Kata gadis itu sambil menatap tajam wajah Pertiwi seolah-olah hendak melihat apa reaksi gadis dusun Sintren itu mendengar namanya. Akan tetapi Pertiwi belum pernah mendengar nama ini, maka tentu saja tidak ada reaksi apapun kecuali terheran.
"Maaf, agaknya saya belum pernah mengenal kau. Ada keperluan apakah kau mencari saya?"
Wulansari tersenyum dan Pertiwi harus mengakui betapa cantik jelita dan manisnya gadis itu kalau tersenyum, walaupun pandang matanya yang mencorong itu mendatangkan rasa was-was. Ada lesung pipit di pipi kiri, menjadi imbangan yang manis sekali dari tahi lalat kecil di pipi kanan.
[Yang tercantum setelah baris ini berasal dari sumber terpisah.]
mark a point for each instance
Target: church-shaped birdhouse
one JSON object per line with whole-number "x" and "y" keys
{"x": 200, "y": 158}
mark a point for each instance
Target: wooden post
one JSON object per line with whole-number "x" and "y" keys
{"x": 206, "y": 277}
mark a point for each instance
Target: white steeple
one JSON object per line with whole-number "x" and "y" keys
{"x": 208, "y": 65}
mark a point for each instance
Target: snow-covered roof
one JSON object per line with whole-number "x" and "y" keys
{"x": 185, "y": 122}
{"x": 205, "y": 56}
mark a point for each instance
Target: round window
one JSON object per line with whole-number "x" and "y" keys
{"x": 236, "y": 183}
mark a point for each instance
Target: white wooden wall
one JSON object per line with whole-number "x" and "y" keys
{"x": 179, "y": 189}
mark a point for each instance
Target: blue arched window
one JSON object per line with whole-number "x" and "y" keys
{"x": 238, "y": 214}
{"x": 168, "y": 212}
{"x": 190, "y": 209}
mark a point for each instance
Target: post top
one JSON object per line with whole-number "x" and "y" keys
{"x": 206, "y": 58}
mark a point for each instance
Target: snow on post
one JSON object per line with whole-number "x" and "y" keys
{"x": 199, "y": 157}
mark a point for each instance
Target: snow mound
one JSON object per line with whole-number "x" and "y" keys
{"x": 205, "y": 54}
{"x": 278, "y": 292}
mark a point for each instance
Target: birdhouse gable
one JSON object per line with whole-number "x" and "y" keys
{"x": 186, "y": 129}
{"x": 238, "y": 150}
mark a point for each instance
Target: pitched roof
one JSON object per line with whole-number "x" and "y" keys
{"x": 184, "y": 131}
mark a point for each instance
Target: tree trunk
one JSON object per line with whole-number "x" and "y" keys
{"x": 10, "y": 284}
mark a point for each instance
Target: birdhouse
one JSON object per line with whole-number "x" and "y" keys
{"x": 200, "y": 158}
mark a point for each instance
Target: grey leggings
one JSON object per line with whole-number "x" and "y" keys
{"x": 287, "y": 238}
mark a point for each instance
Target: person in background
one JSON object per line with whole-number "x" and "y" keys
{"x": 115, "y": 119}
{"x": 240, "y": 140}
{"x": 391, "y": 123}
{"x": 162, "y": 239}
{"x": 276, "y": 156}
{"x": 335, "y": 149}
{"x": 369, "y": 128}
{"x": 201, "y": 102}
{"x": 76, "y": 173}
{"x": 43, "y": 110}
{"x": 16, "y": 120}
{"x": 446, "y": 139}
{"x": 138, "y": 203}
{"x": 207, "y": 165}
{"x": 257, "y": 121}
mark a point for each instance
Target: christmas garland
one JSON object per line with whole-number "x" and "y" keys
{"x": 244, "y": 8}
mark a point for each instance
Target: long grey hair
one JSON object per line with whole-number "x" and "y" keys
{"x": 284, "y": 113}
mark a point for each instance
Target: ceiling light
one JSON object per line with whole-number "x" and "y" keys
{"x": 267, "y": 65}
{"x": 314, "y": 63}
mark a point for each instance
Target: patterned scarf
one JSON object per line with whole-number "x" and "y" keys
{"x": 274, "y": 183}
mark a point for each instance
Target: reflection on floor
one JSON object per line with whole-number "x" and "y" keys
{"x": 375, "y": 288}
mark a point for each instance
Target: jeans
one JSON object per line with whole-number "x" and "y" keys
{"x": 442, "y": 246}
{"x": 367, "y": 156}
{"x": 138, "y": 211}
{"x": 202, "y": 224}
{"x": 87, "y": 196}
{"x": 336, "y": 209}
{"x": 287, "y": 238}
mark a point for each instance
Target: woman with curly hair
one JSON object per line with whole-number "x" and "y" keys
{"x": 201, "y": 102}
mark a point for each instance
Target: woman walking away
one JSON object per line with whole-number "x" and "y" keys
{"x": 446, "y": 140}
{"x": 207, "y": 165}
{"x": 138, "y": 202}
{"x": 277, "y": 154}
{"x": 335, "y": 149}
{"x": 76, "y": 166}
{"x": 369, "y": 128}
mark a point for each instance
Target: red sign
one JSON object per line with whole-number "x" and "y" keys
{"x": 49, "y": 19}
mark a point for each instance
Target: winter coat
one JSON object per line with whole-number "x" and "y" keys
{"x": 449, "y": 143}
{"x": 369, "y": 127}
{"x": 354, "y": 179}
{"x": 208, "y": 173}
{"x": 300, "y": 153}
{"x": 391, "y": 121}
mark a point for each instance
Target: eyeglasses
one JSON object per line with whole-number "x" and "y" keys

"Pertiwi, aku datang mencarimu, dan keperluannya adalah untuk membunuhmu"
Kini Wulansari yang memandang heran dan bingung. Gadis dusun bernama Pertiwi ini, tunangan dan calon isteri Nurseta, sama sekali tidak bergeming mendengar ancamannya. ancaman hendak membunuh. Wajah yang hitam manis itu sama sekali tidak menjadi pucat, mata yang lebar jeli itu tidak terkejut, bahkan mulut yang manis itu masih tersenyum, seolah-olah berita yang didengarnya adalah berita biasa saja, seperti berita musim panen jagung telah tiba. Memang tidak mengherankan kalau sedikitpun Pertiwi tidak merasa takut. Kematian bagi Pertiwi sama sekali tidak menakutkan atau mengejutkan, bahkan kalau kematian yang wajar datang menjemputnya, bukan bunuh diri, ia akan menyambut dengan penuh kerelaan. Karena itu, ancaman orang untuk membunuhnya sama saja dengan penawaran untuk membebaskannya dari derita batin. Hanya ia menyayangkan kalau seorang gadis cantik seperti Wulansari ini akan menjadi seorang pembunuh tanpa sebab tertentu. Akan tetapi, pasti ada sebabnya maka gadis cantik ini datang hendak membunuhnya, dan ia harus mengetahui dulu apa alasannya itu.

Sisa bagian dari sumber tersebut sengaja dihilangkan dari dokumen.